A: Yes, it is very important that accurate dates and job titles are provided. If the PERM is filed with certain dates and titles and you later find out that your experience letters have conflicting information, this can cause USCIS to question the case at the I-140 stage.

Q: Can experience gained with the PERM employer be used to qualify for the offered position?

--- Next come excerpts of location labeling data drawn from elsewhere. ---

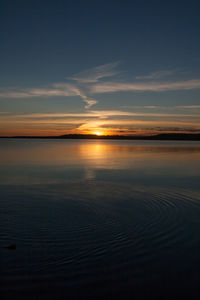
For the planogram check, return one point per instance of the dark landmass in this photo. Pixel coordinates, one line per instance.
(160, 137)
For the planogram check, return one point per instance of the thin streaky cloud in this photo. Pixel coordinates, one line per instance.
(113, 87)
(94, 74)
(88, 83)
(158, 74)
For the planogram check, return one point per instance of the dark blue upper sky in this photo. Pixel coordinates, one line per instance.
(45, 42)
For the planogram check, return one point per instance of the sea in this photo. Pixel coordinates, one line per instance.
(99, 219)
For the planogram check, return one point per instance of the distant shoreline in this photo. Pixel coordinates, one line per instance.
(160, 137)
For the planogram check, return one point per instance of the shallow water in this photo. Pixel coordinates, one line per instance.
(99, 219)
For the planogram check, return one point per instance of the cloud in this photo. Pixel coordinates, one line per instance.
(113, 87)
(94, 74)
(94, 81)
(157, 74)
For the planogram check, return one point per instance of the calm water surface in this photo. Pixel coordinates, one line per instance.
(99, 219)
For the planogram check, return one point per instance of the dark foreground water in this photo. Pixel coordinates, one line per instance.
(99, 219)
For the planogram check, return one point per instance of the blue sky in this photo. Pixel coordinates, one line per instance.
(120, 67)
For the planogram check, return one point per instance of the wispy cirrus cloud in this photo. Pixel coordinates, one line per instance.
(97, 73)
(157, 74)
(95, 81)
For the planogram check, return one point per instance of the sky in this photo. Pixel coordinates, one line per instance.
(100, 67)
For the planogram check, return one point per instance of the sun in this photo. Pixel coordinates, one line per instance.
(98, 133)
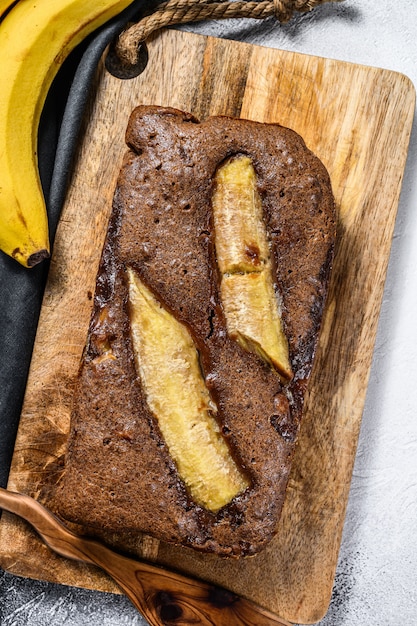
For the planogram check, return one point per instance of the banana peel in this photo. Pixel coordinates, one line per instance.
(35, 40)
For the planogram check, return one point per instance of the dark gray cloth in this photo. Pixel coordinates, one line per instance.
(22, 289)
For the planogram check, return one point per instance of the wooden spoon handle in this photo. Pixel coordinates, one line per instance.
(165, 598)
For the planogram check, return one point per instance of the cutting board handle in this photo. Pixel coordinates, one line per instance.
(182, 11)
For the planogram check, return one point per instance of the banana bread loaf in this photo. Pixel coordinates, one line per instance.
(179, 330)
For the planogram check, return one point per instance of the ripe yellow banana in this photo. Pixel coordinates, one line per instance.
(4, 5)
(35, 38)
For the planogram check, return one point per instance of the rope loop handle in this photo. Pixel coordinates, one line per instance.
(182, 11)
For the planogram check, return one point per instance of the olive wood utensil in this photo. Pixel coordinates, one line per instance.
(163, 597)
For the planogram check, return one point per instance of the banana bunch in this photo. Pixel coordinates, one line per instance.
(36, 37)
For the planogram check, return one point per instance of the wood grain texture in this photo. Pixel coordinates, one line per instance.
(162, 596)
(358, 121)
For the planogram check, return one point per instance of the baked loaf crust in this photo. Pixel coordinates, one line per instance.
(119, 475)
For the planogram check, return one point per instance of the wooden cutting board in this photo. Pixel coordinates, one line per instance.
(357, 120)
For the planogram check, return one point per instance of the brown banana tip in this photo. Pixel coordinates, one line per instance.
(37, 257)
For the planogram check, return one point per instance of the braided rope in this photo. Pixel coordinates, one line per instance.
(182, 11)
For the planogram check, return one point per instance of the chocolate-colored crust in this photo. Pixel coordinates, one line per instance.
(119, 475)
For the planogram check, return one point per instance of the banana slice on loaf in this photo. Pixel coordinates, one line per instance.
(207, 310)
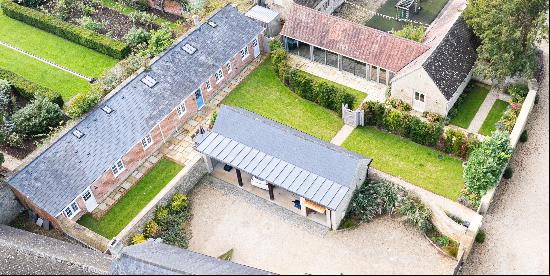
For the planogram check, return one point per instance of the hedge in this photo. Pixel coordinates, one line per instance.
(74, 33)
(29, 89)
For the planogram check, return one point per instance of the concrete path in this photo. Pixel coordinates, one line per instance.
(45, 61)
(485, 108)
(517, 223)
(342, 135)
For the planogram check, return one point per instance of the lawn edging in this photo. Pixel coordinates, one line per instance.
(183, 182)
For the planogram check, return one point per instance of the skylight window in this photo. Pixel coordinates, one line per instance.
(149, 81)
(189, 49)
(77, 133)
(107, 109)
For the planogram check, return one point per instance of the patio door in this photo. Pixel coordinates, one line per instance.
(89, 199)
(419, 102)
(198, 97)
(256, 46)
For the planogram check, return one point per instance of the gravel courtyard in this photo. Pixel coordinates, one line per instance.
(517, 222)
(224, 219)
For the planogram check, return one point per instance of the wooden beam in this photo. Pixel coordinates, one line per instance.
(239, 177)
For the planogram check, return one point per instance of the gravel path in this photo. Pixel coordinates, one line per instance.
(222, 221)
(517, 221)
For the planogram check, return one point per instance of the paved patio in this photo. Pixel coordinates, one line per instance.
(265, 238)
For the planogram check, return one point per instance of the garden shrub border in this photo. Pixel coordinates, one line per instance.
(71, 32)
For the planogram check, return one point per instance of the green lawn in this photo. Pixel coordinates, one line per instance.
(359, 96)
(134, 201)
(263, 93)
(468, 108)
(412, 162)
(430, 10)
(489, 125)
(51, 47)
(36, 71)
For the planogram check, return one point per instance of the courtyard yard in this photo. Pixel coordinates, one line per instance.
(134, 201)
(263, 93)
(430, 10)
(265, 237)
(412, 162)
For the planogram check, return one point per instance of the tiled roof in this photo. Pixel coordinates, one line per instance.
(350, 39)
(290, 159)
(156, 258)
(68, 166)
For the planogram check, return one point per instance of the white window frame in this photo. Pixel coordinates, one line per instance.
(229, 66)
(244, 52)
(72, 211)
(147, 141)
(118, 167)
(181, 110)
(219, 76)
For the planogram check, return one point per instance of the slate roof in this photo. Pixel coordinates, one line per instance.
(157, 258)
(453, 59)
(68, 166)
(350, 39)
(287, 158)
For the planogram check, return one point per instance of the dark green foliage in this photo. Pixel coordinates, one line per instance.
(28, 89)
(71, 32)
(38, 117)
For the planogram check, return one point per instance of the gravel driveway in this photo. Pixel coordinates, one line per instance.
(261, 239)
(517, 222)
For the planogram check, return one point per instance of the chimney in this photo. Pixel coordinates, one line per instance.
(196, 20)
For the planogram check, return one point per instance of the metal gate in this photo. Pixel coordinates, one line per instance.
(353, 118)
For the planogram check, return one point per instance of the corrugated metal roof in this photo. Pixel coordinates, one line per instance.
(304, 165)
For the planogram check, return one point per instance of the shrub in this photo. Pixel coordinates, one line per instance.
(524, 136)
(30, 90)
(160, 40)
(373, 199)
(486, 163)
(508, 172)
(480, 237)
(178, 202)
(136, 36)
(87, 38)
(151, 230)
(137, 239)
(82, 103)
(38, 117)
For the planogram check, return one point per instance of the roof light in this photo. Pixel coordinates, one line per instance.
(77, 133)
(149, 81)
(189, 49)
(107, 109)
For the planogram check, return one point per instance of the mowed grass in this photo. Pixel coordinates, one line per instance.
(430, 10)
(263, 93)
(412, 162)
(496, 112)
(359, 96)
(53, 48)
(36, 71)
(468, 108)
(134, 201)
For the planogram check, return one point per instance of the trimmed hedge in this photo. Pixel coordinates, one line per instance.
(74, 33)
(29, 89)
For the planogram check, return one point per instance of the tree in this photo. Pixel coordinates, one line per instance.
(412, 32)
(509, 32)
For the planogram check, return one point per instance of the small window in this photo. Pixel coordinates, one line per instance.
(118, 167)
(147, 141)
(228, 66)
(219, 76)
(181, 110)
(244, 52)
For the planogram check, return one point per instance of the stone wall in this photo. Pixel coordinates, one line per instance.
(9, 205)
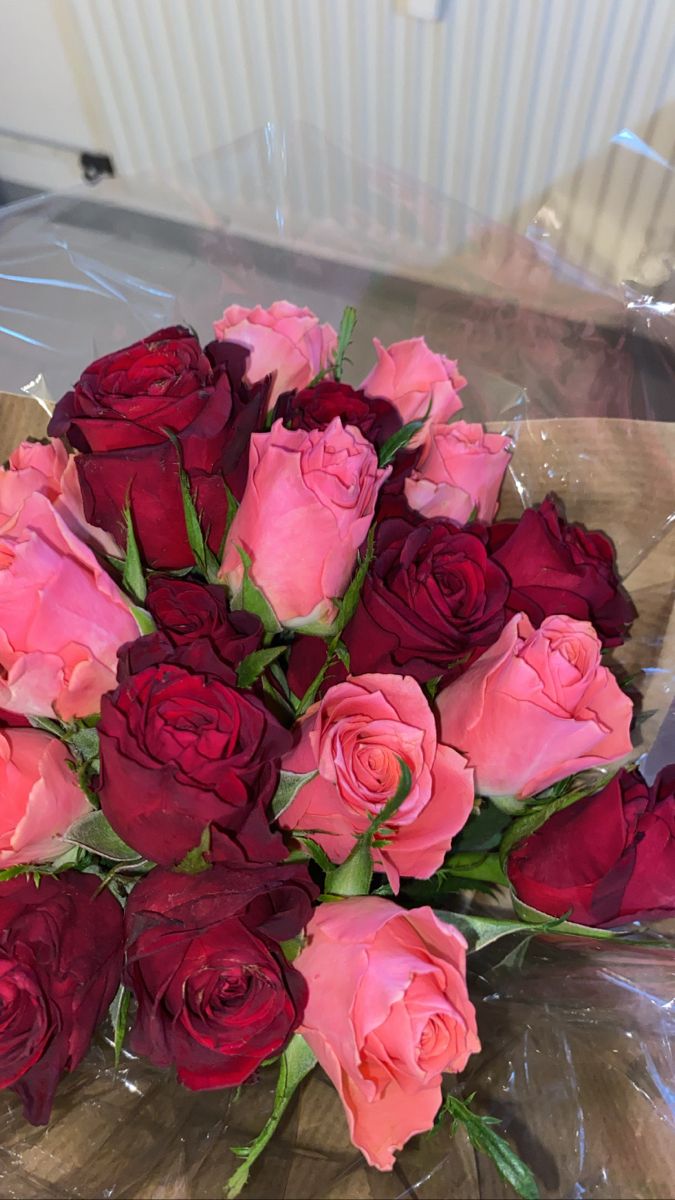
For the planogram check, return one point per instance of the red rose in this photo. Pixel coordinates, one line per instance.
(249, 409)
(185, 611)
(431, 597)
(215, 993)
(431, 601)
(608, 859)
(314, 408)
(556, 569)
(118, 415)
(184, 750)
(60, 966)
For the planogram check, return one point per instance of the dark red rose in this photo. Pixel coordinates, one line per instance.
(185, 611)
(249, 409)
(13, 720)
(432, 597)
(60, 967)
(608, 859)
(559, 568)
(314, 408)
(215, 994)
(183, 749)
(130, 396)
(117, 417)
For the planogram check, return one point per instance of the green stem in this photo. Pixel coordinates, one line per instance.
(296, 1062)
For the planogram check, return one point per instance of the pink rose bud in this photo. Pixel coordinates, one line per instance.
(49, 469)
(388, 1013)
(306, 509)
(414, 381)
(40, 797)
(284, 341)
(536, 707)
(61, 618)
(460, 472)
(354, 739)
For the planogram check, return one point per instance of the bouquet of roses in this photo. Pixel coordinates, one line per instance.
(276, 688)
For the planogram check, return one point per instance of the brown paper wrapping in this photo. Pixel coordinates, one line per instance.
(141, 1135)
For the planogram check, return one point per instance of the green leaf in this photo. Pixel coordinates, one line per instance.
(251, 599)
(561, 796)
(254, 665)
(353, 877)
(348, 603)
(195, 862)
(287, 790)
(232, 509)
(48, 726)
(316, 851)
(394, 803)
(431, 687)
(10, 873)
(133, 577)
(482, 931)
(533, 917)
(85, 743)
(95, 833)
(204, 558)
(484, 1139)
(119, 1017)
(296, 1063)
(143, 619)
(485, 867)
(342, 653)
(401, 437)
(345, 335)
(483, 831)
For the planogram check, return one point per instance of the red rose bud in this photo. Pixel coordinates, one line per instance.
(184, 751)
(608, 859)
(215, 994)
(118, 415)
(559, 568)
(60, 966)
(184, 612)
(314, 408)
(432, 597)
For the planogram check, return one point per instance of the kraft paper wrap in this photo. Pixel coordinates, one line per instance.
(573, 1045)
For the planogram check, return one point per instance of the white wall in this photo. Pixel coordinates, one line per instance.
(495, 103)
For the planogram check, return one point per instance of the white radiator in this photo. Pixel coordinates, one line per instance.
(508, 106)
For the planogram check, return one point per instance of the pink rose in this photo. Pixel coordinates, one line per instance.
(306, 509)
(354, 738)
(40, 797)
(61, 618)
(284, 341)
(388, 1012)
(536, 707)
(411, 377)
(460, 471)
(49, 469)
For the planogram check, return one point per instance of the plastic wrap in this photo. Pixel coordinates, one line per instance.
(577, 1038)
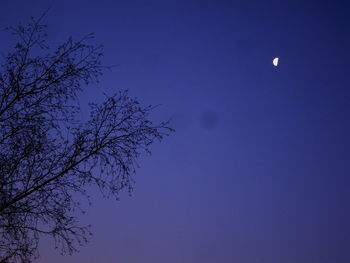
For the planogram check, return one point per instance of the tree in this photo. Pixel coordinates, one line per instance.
(47, 154)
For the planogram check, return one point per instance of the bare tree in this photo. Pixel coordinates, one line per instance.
(47, 154)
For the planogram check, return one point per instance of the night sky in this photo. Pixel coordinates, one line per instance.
(258, 168)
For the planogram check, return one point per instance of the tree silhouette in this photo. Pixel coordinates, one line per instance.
(47, 154)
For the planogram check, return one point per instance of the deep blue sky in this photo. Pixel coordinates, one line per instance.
(258, 169)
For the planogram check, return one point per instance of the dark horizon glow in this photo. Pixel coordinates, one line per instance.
(258, 169)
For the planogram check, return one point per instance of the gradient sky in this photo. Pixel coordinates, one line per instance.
(258, 169)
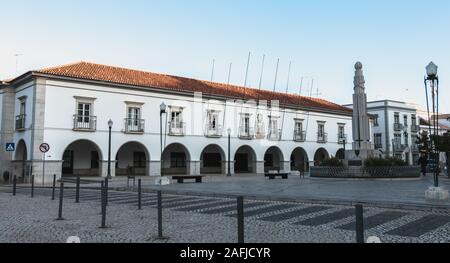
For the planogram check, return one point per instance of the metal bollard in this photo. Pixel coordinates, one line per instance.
(160, 214)
(139, 195)
(14, 185)
(32, 186)
(240, 219)
(53, 187)
(77, 190)
(106, 191)
(359, 224)
(61, 197)
(103, 203)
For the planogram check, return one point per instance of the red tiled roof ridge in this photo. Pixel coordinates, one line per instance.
(120, 75)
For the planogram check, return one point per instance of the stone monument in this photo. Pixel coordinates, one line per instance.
(362, 147)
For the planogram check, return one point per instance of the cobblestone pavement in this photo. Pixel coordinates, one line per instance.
(200, 219)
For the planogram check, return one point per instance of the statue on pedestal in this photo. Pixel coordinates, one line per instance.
(362, 147)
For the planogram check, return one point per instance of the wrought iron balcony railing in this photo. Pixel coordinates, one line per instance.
(322, 137)
(177, 128)
(274, 134)
(214, 131)
(299, 136)
(246, 133)
(134, 125)
(342, 138)
(20, 122)
(84, 123)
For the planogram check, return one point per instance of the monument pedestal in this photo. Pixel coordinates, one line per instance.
(357, 157)
(436, 194)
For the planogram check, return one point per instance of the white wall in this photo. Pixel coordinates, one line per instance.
(110, 104)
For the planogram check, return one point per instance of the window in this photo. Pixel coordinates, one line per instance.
(341, 132)
(321, 130)
(245, 123)
(139, 160)
(94, 160)
(375, 121)
(177, 160)
(378, 140)
(396, 118)
(273, 125)
(83, 112)
(22, 107)
(299, 127)
(213, 120)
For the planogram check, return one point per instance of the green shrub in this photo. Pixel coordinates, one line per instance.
(332, 162)
(389, 161)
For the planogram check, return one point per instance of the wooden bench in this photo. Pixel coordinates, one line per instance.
(274, 175)
(180, 178)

A: Generally no, unless one of the following exceptions is met

  1. Infeasibility to train: Meaning the PERM employer is no longer able to provide the type of experience and training that it provided to the sponsored employee. For a more detailed explanation, please visit my post: Qualifying for the Job Using Experience Gained from the Same PERM Employer: Infeasibility to Train Exception
  2. Substantially Different Jobs: A beneficiary may satisfy the employer’s actual minimum requirement through his or her experience gained with the PERM employer, so long as the position in which the experience was gained is not substantially comparable to the offered PERM position. A “substantially comparable” job means a job requiring performance of the same job duties more than 50 percent of the time.
    1. Example: Software Developer who has only worked for the PERM employer designs and develops software 100% of the time during a typical work day. The PERM employer has promoted the employee to an IT Project Manager and wants to sponsor the employee for that position. An IT Project Manager spending the majority of his/her day (over 50%) performing managerial tasks and the remainder of the time designing and developing software should be able to use the experience gained as a Software Developer to qualify him/her for the IT Project Manager position.
    2. Please also see my previous post: PERM Approval on Reconsideration: Qualifying Experience Gained with PERM Employer
  3. Different FEINs: For example, working for a subsidiary of the same parent company.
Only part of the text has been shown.